This Commission programme is led by CREA-TEC (“Cultivating Responsible Engagement with AI Technology to Empower Creatives”), a research project at the University of Edinburgh conducted in collaboration with Adobe and the Content Authenticity Initiative (CAI), co-founded by Adobe in 2019 to enhance transparency and access to the provenance history of digital media.
Exhibition Details
Artists: Georgia Gardner, Kinnari Saraiya, dmstfctn
Dates: Mon-Sun, 7 – 17 Aug, 2025
Time: 10:00 – 17:00 | Free/Drop-In
Location: G.07 at University of Edinburgh Informatics Forum
Featured artists

Georgia Gardner
Georgia Gardner is an interdisciplinary artist and researcher from Scotland, working with research-driven performance, video, sound, and writing. Georgia’s practice explores embodiment, (dis)obedience, and intersecting forms of reproduction that create a social template for success. This template instigates a rhythm of other-oriented striving and quiets self-conceptions of worthiness. Queering this template that often correlates otherness with failure, Georgia’s practice spends time with our everyday, embodied, and empathetic rebellions.
“I am interested in researching how the central concepts of my practice interact with the developing technological ecology in the arts. Particularly, I am thinking about technomorality and how my artistic values—empathy, embodiment, and introspection—conflict with artificial production.”

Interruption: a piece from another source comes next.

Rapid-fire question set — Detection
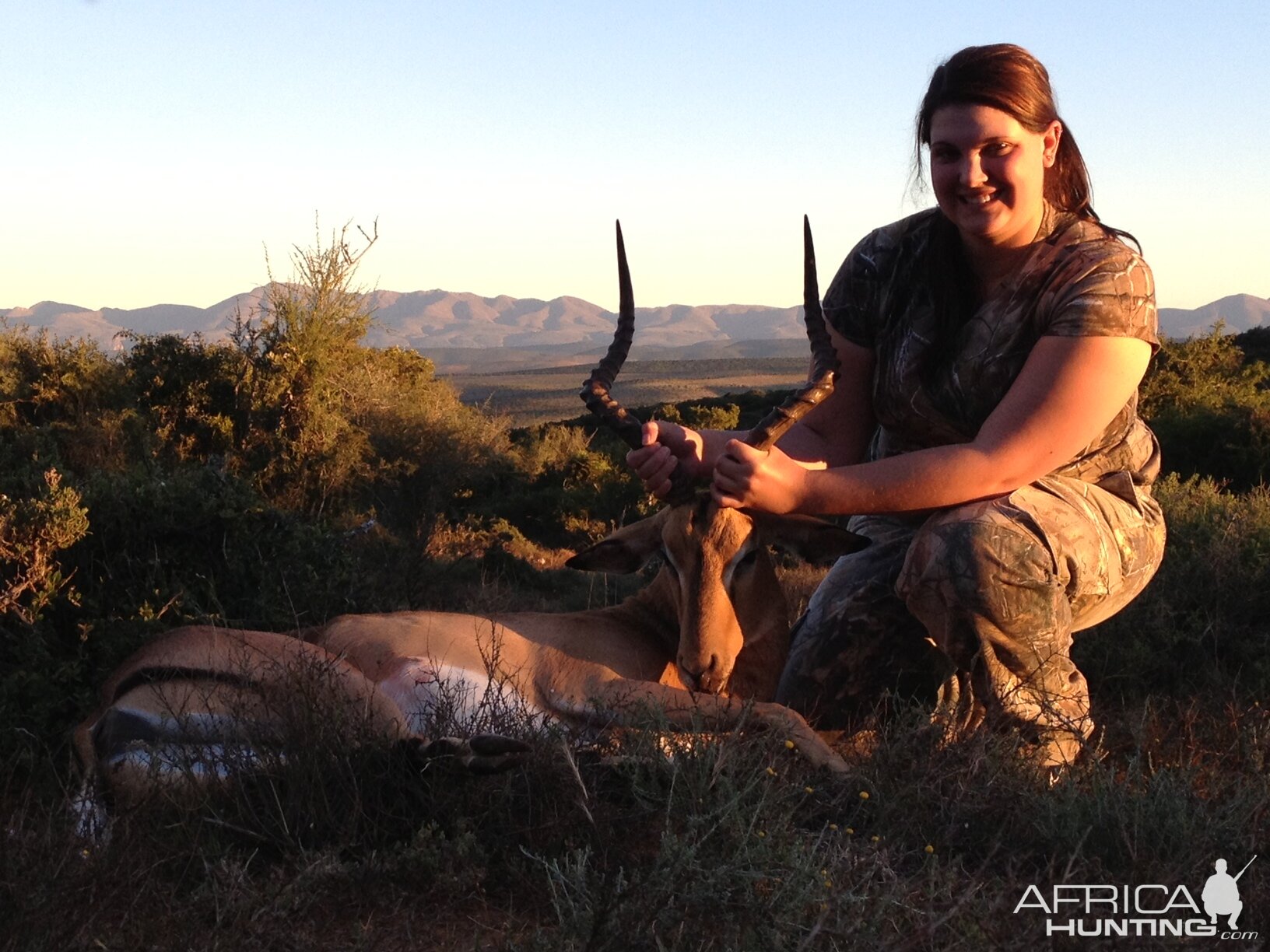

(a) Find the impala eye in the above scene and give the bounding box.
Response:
[657,548,679,578]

https://georgiagardner.com/

Kinnari Saraiya
Kinnari Saraiya (b. Bombay, based in London) is an artist, curator, writer and thinker of the colonial present. She works within the gaps in knowledge, the inaccuracies of interpretations, the mistranslations of a text, where myth weaves around a historical narrative forcing the collision of pre-humanist thought and posthumanist desire. Through the recovery and binding of ancient and new tools, resources, and technologies, her work constructs a portal, a time capsule that helps define, find, create, escape, and imagine a fluid future.

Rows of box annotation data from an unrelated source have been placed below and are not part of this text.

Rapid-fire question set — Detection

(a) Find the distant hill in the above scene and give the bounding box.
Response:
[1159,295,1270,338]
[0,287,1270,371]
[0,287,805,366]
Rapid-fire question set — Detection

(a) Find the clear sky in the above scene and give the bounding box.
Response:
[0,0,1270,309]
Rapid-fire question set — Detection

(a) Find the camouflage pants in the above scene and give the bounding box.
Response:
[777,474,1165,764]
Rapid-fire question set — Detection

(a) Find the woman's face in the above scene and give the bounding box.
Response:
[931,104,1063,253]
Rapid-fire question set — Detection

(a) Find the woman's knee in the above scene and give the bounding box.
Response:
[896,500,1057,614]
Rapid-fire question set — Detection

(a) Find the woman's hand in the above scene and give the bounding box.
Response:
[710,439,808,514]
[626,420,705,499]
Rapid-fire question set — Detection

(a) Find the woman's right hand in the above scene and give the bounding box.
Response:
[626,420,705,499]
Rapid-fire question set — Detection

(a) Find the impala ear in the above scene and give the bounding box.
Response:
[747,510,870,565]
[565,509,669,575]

“I’m really excited to be part of this commission, experimenting with artificial intelligence, algorithms, and archives to build speculative stories and challenge how we remember, interpret, and imagine new futures.”

dmstfctn
dmstfctn, (f.k.a Demystification Committee), is a London-based duo formed by Oliver Smith and Francesco Tacchini, working with installation, performance, films, and video games. Their work has focused on opaque systems of technology and power, most recently looking at anomalies in artificial intelligence. dmstfctn often directly involve audiences in their work, inviting them into the ‘demystification’ of systems by replicating and replaying them together, and into their ‘remystification’ by building worlds, characters and myths atop them. They have performed and exhibited internationally in venues such as Berghain, Serpentine, HKW and Onassis, and at festivals such as Unsound, CTM and transmediale.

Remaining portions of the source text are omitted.